Bob Davidson
Jim, of that Bloomsbury crowd, Leonard Woolf was the one I identified with and liked and would like to have known the most. (I have a habit of reading someone's biography, getting curious about the other people around, reading up on them, having my curiosity stirred up more, then getting absorbed in the whole setting while reading everything I can get my hands on about them, their times, etc. -- the World War II leaders were another crazily connected group that fascinated me -- Ike, Patton, Bradley, Pershing, FDR, Marshall, King, Nimitz, Dewey, Cactus Jack Garner, Hopkins, then Churchill, Monty, Montbatten, George VI, etc.)
Leonard was an outsider, coming from a very different background than his peers at Cambridge and their relatives and families -- his father died when he was young and he grew up poor with about eight siblings. He met Virginia through her brothers Toby and Adrian -- the guy who translated Freud to English -- and was published by Leonard and Virginia. His friends included Bertrand Russell, John Maynard Keynes, E.M. Forster, and most of the leading intellectuals of their day. After college, he spent ten years governing a district in Ceylon as a colonial administrator before he returned to England on leave, met his college friend's sister and married her.
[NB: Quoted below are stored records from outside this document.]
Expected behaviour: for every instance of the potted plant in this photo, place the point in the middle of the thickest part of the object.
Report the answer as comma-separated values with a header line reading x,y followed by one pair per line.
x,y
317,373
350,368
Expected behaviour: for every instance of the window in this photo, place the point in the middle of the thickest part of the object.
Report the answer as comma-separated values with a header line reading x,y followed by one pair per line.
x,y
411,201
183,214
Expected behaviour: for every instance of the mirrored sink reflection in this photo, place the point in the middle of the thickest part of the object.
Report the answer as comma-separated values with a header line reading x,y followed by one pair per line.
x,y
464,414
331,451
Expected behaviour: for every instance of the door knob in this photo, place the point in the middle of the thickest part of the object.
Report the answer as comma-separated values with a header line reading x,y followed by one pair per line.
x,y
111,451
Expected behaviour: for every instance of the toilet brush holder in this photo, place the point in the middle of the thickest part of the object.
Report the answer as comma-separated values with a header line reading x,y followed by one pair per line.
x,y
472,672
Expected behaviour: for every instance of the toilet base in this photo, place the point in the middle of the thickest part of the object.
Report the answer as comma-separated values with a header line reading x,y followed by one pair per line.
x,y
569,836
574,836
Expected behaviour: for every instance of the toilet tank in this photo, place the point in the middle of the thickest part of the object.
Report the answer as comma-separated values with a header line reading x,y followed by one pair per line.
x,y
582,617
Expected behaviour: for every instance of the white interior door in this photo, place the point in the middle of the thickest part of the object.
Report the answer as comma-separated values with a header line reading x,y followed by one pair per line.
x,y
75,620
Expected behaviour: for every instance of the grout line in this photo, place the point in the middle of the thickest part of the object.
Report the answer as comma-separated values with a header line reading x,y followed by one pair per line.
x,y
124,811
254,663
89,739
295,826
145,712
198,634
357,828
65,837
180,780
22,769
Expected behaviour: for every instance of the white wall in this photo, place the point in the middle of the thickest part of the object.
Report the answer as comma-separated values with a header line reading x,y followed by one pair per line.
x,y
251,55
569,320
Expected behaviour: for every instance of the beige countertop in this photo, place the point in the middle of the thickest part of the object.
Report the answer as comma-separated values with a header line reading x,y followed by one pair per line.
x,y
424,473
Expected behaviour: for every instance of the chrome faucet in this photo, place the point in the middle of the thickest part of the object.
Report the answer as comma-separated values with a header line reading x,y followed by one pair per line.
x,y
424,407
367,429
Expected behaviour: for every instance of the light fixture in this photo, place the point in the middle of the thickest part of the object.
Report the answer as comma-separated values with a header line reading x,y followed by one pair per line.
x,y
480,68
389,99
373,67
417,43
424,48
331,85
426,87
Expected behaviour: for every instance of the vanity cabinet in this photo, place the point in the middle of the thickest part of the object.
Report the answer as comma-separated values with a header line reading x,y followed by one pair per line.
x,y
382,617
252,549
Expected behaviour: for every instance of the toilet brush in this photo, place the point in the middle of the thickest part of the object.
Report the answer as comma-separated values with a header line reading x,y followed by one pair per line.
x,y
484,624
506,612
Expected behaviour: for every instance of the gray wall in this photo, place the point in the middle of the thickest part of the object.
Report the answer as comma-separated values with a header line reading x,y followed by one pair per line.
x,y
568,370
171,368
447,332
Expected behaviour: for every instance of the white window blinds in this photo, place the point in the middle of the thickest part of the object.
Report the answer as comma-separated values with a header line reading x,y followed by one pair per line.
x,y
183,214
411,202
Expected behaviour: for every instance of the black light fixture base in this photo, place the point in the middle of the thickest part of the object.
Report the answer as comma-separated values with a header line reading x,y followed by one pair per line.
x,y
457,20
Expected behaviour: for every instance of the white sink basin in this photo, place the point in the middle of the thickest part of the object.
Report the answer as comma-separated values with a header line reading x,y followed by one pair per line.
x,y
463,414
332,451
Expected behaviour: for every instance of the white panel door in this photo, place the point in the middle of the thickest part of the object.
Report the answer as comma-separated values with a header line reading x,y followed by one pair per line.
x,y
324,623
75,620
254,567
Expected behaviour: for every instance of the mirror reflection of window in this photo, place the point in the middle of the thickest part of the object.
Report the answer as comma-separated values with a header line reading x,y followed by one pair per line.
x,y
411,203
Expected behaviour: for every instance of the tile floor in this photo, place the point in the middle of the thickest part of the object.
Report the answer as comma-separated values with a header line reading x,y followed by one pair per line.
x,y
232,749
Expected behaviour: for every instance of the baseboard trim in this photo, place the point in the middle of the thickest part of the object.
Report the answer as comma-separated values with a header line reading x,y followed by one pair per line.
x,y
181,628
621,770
The thing I found absolutely fascinating about Virginia and the other intellectuals (except Leonard) was that they considered themselves middle class (in her diary she frequently referred to herself as being of Scottish peasants) and were awed by the useless, decadent titled assholes they knew, like the Sackville-Wests and Lady Ott Morrell. Virginia's dad was one of the most influential intellectuals of his day, the editor of the Dictionary of National Biography, and her stepmother was Thackery's daughter for Gosh sakes, her friends were immortal writers, and many of her relatives were people who actually mattered to the history and culture of our civilization but she was impressed with Lady Ott. She fawned over those people, while mocking their friends T. S. Eliot, D. H Lawrence, Keynes, and others who were giants.